I haven’t actually heard much about the Fundies’ response to HP7. Perhaps they’re just happy the whole thing is over with. But Lance Mannion has a great take on why they object to Harry Potter in the first place, and what Rowling’s message in the books is. Excerpted:
When all is said and done, Rowling makes one very key point about magic.
It’s not important.
Harry does not succeed because he is a great wizard. He is, as it happens, not particularly adept at being a wizard.
Magic isn’t what saves the day. To say it does is like saying that the hero’s gun saves the day in a Western.
Magic is just the technology of the wizarding world and Rowling makes it clear that putting one’s faith in magic is a sign of stupidity (the folks at the Ministry) or inhumanity (Voldemort and his followers).
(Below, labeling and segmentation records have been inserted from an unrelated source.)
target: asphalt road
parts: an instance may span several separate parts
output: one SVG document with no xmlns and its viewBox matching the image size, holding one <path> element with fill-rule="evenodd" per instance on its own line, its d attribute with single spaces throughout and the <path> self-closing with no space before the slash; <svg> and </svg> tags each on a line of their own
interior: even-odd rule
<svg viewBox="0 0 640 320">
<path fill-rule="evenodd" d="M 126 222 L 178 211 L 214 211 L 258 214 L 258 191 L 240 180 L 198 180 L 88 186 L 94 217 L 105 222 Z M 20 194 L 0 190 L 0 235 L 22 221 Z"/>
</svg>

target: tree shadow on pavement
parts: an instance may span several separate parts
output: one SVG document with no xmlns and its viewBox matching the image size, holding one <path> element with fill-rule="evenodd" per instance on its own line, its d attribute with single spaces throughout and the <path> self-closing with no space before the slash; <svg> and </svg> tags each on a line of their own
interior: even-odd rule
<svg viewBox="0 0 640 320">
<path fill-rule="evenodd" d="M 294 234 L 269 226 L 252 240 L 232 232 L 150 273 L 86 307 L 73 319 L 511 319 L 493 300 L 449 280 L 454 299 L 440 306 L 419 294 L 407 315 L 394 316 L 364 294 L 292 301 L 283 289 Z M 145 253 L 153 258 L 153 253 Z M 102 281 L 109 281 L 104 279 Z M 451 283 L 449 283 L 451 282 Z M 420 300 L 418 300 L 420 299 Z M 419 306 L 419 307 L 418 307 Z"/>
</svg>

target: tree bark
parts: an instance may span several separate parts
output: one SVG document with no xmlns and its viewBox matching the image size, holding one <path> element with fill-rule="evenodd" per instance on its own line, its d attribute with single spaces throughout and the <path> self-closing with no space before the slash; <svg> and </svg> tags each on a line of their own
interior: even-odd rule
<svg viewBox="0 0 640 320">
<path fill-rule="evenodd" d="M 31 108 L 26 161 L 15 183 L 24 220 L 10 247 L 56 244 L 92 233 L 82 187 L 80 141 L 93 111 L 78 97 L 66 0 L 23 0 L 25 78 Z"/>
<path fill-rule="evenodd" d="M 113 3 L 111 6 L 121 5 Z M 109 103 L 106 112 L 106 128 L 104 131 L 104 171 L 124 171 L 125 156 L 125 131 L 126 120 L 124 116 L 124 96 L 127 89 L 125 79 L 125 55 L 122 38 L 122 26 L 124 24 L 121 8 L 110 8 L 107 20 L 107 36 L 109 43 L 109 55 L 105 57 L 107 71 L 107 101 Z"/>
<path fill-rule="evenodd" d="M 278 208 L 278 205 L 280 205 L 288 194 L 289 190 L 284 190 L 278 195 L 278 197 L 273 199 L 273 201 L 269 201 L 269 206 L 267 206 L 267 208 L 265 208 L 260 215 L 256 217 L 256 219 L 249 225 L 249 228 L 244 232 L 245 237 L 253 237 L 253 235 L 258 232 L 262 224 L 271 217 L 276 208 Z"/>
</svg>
To trust in a tool or a technology is to give up thinking for one’s self or to give up one’s soul and make a tool of one’s self.
To make a belief system out of trusting in tools over people is an insanity.
It isn’t hard to make the leap from that to the conclusion that Rowling isn’t fond of any belief system that encourages people to put their trust not in their own selves but in the authority of the belief system and its ruling elders.
Dumbledore, the greatest wizard ever, performs very little magic over the course of the first six books, and he teaches Harry very few tricks.
His main, and almost his only lesson, for Harry?
Think, Harry! Think!
The whole article is a bit long, as Lance’s sometimes are, but worth it, as they almost always are. And if you want more reading, his post is a followup to this post about why the fundamentalists hate Harry Potter. Which I admit I haven’t read all of, yet, but the parts I did read look good.